Никто не возражает. Ни один голос не поднялся против. В ординаторской воцаряется тишина единомышленников, ступивших на тропу, с которой нет возврата.
Я сжимаю кулак в кармане, чувствуя, как холодный край металла впивается в ладонь. Его жетон. Смертный знак, который я должна вернуть на пепелище, чтобы купить ему шанс на завтрашний вдох.
Я выхожу через служебный ход, там, где труба котельной выплевывает в небо дым. Серёга уже сжигает форму.
Перебежками, вжимаясь в холодные, щербатые стены домов, я пробираюсь к тому самому перекрестку. Сердце колотится о ребра, как пойманная птица.
Добравшись до места, я замираю. Район не узнать. За те часы, что я провела в больнице, здесь прошлись артиллерией еще не раз.
Снаряды перепахали асфальт, превратив его в серое крошево. «Газель» догорает, выставив в небо искореженные ребра каркаса, а воронки наложились одна на другую, стирая границы между дорогой и тротуаром.
Здесь уже невозможно что-то разобрать. Хаос стал абсолютным. В этой выжженной земле никто и никогда не восстановит поминутно, кто стоял здесь в то утро и где упал последний из троих. Человеческие судьбы перемешаны с бетоном и рваным железом в одну общую, безымянную летопись.
Я опускаюсь на колени у края самой большой воронки, туда, где пыль еще не осела окончательно. Пальцы дрожат, когда я вытаскиваю жетон. Один маленький кусочек металла среди тонн металлолома.
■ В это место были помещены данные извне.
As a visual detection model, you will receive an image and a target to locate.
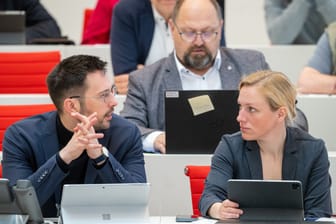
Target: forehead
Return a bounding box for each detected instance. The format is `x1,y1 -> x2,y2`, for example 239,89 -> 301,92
238,86 -> 267,105
176,0 -> 220,27
85,70 -> 112,93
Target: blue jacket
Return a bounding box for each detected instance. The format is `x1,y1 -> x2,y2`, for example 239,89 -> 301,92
199,128 -> 332,217
2,111 -> 146,217
110,0 -> 225,75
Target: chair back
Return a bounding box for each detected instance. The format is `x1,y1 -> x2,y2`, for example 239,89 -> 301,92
184,165 -> 210,216
0,51 -> 61,94
0,104 -> 55,151
82,8 -> 94,42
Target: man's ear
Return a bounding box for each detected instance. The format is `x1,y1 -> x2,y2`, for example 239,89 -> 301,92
63,98 -> 80,113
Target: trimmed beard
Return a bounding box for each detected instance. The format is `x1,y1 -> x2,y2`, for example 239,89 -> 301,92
183,46 -> 213,70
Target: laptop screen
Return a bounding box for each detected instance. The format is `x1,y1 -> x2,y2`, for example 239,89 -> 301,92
0,11 -> 26,44
165,90 -> 239,154
228,179 -> 304,221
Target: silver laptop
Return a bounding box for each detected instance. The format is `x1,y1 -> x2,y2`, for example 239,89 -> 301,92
61,183 -> 150,224
0,11 -> 26,44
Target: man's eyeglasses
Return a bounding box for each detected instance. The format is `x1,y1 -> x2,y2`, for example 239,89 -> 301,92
175,23 -> 218,43
69,85 -> 117,103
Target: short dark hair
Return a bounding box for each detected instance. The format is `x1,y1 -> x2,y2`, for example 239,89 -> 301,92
171,0 -> 222,22
47,55 -> 107,113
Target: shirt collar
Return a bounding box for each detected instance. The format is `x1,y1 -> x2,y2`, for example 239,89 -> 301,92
152,4 -> 166,26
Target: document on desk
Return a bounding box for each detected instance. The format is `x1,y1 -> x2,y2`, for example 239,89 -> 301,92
192,218 -> 218,224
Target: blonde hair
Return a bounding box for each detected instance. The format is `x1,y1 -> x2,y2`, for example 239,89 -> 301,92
239,70 -> 296,125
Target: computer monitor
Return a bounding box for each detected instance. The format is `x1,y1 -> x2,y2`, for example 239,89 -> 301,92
0,11 -> 26,44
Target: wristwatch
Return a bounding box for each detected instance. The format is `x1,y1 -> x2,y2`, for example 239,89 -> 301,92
92,146 -> 109,165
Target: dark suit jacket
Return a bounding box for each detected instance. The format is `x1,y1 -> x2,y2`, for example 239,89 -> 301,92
120,48 -> 269,135
199,128 -> 332,217
110,0 -> 225,75
2,111 -> 146,217
0,0 -> 61,43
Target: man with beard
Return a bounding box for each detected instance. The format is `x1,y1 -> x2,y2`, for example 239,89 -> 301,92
121,0 -> 269,153
2,55 -> 146,217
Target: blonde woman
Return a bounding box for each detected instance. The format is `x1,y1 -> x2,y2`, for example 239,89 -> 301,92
200,71 -> 332,219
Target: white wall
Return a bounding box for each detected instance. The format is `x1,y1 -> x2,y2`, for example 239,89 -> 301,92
225,0 -> 270,45
41,0 -> 269,45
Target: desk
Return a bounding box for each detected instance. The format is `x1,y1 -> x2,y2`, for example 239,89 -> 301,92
145,151 -> 336,216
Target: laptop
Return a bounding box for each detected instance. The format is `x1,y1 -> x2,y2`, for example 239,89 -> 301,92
165,90 -> 239,154
0,11 -> 26,44
217,179 -> 333,224
0,178 -> 44,224
61,183 -> 150,224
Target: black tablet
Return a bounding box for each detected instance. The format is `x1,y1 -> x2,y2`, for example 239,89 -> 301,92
228,179 -> 304,221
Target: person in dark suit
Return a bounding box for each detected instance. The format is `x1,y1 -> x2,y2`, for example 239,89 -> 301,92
110,0 -> 225,94
2,55 -> 146,217
0,0 -> 61,44
199,71 -> 332,219
121,0 -> 269,153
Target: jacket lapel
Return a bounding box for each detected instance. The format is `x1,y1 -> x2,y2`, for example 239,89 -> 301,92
41,111 -> 59,161
162,53 -> 182,90
246,141 -> 263,180
282,128 -> 298,180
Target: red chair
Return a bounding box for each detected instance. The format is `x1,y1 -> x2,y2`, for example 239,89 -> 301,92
0,51 -> 61,94
0,104 -> 55,151
82,8 -> 94,41
184,165 -> 210,216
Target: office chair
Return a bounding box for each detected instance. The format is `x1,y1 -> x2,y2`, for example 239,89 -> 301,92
0,51 -> 61,94
184,165 -> 210,216
81,8 -> 94,42
0,104 -> 55,151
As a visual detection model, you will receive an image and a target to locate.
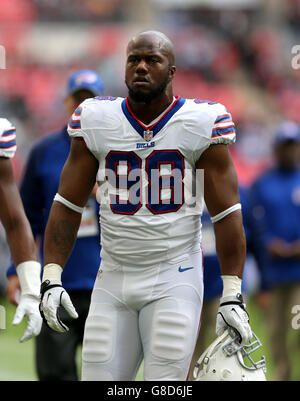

И вдруг слышу тяжелый, утробный рокот. Он нарастает со стороны центральной площади, заставляя землю под ступнями мелко вибрировать. Лязг гусениц, рычание мощного двигателя. Совсем близко. Слепящий луч прожектора мажет по верхушкам разбитых деревьев в конце улицы.
Паника, острая и первобытная, бьет в голову. Если меня найдут здесь, ночью, на месте недавнего боя, то объяснять будет некому и нечего.
Я не выбираю «красивое» место. Просто разжимаю кулак. Жетон с коротким, едва слышным звяканьем падает в серую пыль, мгновенно теряясь среди осколков и стреляных гильз. Теперь он один из тысяч.
Рокот становится невыносимым, из-за поворота вырывается слепящий свет. Я вскакиваю и, не оборачиваясь, рвусь прочь, в спасительную темноту дворов. Ноги сами несут меня назад, к больнице.
Вот и всё. Жребий брошен.
На перекрестке остается мертвый герой, а в палате безымянный пациент, за которого нам всем теперь придется держать ответ. И перед Богом, и перед теми, кто сейчас едет по этой улице.